Published: 19-05-2016 18:00 | Updated: 20-05-2016 10:02

Cancer can be combated with reprogrammed macrophage cells

Principal investigator Mikael Karlsson and lead author Anna-Maria Georgoudaki. Photo: Stylianos Bournazos

Researchers at Karolinska Institutet have generated antibodies that reprogramme a type of macrophage cell in the tumour, making the immune system better able to recognise and kill tumour cells. The study, which is published in the journal Cell Reports, could lead to a new therapy and provide a potentially important diagnostic tool for breast cancer and malignant melanoma.

Immunotherapy, in which the immune system is enhanced in order to kill tumour cells, especially the kind designed to activate the immune system, is changing the way we treat cancer. Unlike other forms of cancer therapy, immunotherapy targets not the tumour itself but specific cells in the immune system to unleash the ability of the immune system to kill the tumour.

“We’ve found a new way of using antibodies for immunotherapy that activates immune cells, called macrophages, in the tumour,” says research team member Mikael Karlsson at the Department of Microbiology, Tumor and Cell Biology. “This makes it easier for the immune system to recognise the tumour and animal studies of three different cancers have given promising results.”

In 2013, the leading scientific journal Science called cancer immunotherapy the year’s most groundbreaking advancement. Antibodies that increase the ability of T-cells to kill tumour cells have proved particularly effective and created new opportunities for treating previously untreatable cancer.

Not sufficiently effective

However, for some patients, T-cell modified immunotherapy has not been sufficiently effective, as some tumours still manage to conceal themselves from the immune system by emitting signals that prevent the immune cells from recognising them. Another reason for the occasional failure of the therapy is that tumours do not trigger as strong an immune reaction as, for example, infections do.

For the present study, the researchers focused on macrophages, immune cells whose normal function is to combat infection. Some macrophages, however, affect their environment in the tumour in a way that makes it easier for cancer cells to survive and spread. Commonly dominant in tumours is a type of macrophage that prevents T-cells and other immune cells from recognising and killing cancer cells.

Stopped the tumours

The researchers managed to reprogramme and activate these macrophages by using an antibody targeted at a protein on their cell surface, which stopped the tumours from growing and spreading in mice. The antibody therapy also

boosted a type of T-cell-modifying immunotherapy in clinical use. The researchers also show that this type of macrophage can be found in human breast cancer and malignant melanoma, and therefore hope to be able to develop an antibody that can one day be used for treating these patients.

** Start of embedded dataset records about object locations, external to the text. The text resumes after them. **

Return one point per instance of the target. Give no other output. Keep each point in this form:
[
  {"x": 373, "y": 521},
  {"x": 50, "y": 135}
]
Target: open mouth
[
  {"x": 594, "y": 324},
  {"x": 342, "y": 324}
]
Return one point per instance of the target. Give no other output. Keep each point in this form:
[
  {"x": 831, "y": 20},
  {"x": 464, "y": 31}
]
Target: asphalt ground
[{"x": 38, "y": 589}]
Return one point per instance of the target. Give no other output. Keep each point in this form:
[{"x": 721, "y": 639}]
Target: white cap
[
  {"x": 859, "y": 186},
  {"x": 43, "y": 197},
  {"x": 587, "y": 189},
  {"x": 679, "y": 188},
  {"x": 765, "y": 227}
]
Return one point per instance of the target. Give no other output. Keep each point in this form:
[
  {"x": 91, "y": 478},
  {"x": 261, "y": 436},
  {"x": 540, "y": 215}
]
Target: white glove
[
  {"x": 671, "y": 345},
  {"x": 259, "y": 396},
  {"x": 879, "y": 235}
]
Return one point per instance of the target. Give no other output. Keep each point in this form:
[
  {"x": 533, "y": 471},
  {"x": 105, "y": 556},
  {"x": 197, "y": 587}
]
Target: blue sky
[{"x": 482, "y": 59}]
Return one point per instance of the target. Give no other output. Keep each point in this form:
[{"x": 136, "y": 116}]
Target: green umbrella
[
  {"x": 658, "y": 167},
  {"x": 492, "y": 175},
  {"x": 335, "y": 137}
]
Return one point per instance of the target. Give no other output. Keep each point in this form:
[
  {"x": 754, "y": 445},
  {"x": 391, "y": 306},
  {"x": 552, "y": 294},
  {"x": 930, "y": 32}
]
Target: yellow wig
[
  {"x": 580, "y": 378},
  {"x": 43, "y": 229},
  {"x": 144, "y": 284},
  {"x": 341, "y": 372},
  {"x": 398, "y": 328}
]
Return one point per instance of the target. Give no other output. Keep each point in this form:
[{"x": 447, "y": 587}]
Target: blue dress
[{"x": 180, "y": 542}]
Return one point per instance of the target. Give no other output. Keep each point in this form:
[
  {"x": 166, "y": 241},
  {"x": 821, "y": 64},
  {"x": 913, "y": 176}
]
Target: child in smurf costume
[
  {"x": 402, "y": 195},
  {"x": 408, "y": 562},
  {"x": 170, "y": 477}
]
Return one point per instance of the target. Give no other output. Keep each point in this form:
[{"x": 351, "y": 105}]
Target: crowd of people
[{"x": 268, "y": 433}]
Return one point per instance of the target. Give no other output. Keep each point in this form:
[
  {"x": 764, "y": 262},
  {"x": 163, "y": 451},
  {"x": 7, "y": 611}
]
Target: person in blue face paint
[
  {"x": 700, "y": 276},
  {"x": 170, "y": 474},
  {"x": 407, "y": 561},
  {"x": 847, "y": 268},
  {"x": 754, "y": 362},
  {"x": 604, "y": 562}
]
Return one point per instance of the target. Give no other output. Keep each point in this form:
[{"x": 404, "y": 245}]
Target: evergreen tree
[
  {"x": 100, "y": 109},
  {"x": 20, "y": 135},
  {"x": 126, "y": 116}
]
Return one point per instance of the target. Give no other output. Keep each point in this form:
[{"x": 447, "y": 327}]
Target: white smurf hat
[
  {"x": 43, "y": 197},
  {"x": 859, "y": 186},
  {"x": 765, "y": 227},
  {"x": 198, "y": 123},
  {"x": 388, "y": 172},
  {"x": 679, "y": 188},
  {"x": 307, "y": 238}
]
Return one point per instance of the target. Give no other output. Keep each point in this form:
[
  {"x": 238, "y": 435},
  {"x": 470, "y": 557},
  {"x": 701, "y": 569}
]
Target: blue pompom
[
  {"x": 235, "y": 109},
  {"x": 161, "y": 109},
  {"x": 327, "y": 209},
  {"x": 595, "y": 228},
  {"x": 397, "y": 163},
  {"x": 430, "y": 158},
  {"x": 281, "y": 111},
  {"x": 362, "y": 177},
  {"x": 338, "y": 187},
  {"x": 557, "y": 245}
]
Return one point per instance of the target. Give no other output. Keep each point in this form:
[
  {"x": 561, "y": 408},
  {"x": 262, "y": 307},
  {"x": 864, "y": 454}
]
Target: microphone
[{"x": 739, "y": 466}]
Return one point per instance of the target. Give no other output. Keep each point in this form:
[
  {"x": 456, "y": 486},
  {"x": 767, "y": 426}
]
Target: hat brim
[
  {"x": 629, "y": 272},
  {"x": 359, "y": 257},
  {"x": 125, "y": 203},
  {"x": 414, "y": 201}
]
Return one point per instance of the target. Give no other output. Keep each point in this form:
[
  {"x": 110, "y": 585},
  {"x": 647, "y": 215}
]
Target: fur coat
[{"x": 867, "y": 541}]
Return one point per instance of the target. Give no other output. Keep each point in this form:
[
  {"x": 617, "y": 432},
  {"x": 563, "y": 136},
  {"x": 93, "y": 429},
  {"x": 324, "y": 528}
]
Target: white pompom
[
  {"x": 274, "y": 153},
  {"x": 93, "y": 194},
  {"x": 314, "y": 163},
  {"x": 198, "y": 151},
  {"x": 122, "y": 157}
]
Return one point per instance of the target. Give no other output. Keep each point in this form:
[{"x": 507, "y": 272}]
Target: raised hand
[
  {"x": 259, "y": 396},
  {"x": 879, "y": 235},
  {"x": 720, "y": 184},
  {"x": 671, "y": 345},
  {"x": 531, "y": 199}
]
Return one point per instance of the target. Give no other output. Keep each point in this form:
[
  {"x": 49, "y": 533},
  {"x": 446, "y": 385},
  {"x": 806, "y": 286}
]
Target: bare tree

“We now hope that this new therapy, which has so far been tested preclinically, will one day be used in combination with another immunotherapy to make it even more efficacious,” says Professor Karlsson. “We are also looking into

Mikael Karlsson. Photo: Fredrik Persson

whether the presence of this type of macrophage in human tumours can be used clinically for the diagnosis of cancer diseases.”

Lead author of the study has been Anna-Maria Georgoudaki.

The study was financed with grants from the Swedish Research Council, the Swedish Cancer Society, the Strategic Research Programme in Cancer at Karolinska Institutet (Stratcan) and Rockefeller University.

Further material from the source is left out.